There's alot of theology packed into this particular icon. Some like it because it strikes them as feminist (even though it predates modern feminism by centuries!), especially when they learn about the tie-in with Sophia, Greek for Wisdom, ie, the Wisdom of God, which as St. Paul tells us in 1 Corinthians 1:24, is none other than Christ. The word Sophia is feminine in Greek, a tradition entirely supported by Proverbs 9:1-3, where Wisdom is said to have prepared her feast for people. For that matter, "He Hagia Hesychia," the inscription barely visible in the bottom of the frame of this version of the icon, is also feminine; it means "Holy Stillness" (sometimes "Silence").

This Christ-figure is also an Angel, hence the wings. Several times in the Old Testament, an Angel appears to a Prophet or Patriarch. Except that sometimes the Angel says "I AM the Lord/YHWH" (Christ is YHWH), or is identified as the Lord (Genesis 18), rather than "the Lord says." Now, since nothing created directly reveals the Uncreated, ie God, that means at those times it wasn't really a created angel, but GOD Godself! When the Word of God is heard, that's the Pre-Incarnate Logos, the personal "Word of God"...one of whose Messianic titles in the Septuagint* Greek version of Isaiah 9:6 is "Angel of Great Counsel [sic]." Hence the figure in this icon is also sometimes referred to in theology as the Logos Angel. (This is also a good time to bring in the fact that the Hebrew word for the glorious appearance of God in His Uncreated Energies, Shekina, is also feminine.)

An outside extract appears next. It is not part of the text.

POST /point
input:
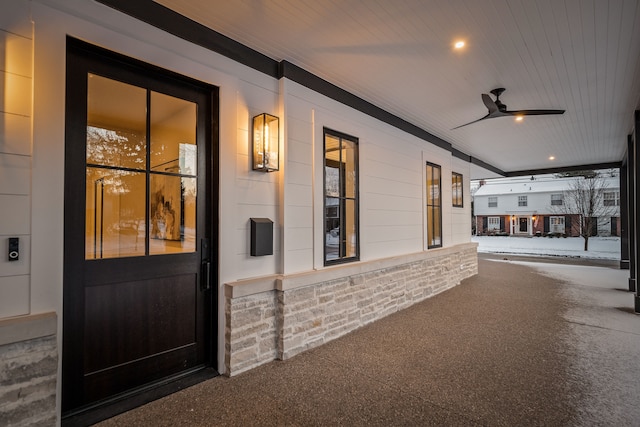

(*-The Septuagint Greek Old Testament is about a thousand years older than the Masoretic Text Hebrew on which most modern Christian Old Testaments are based.)

"Stillness" comes in, in this way. The form of spiritual practice incorporating the Jesus Prayer I've mentioned before is called Hesychasm, from the Greek Hesychia. Whether one uses the Jesus Prayer or some other short prayer, and whether one is in the Old Testament, the New Testament, or later on in Orthodoxy, its goal is purification/self-discipline, Stillness of soul, to experience the appearance of God in Glory, W/wisdom, the revelation of God, etc....all embodied, as discussed above, by this feminine, winged Christ-figure.

God doesn't necessarily appear in this way ever, but the icon is evocative (as well as provocative!). And since it's based on the Incarnate Jesus Christ, it's not at all blasphemous.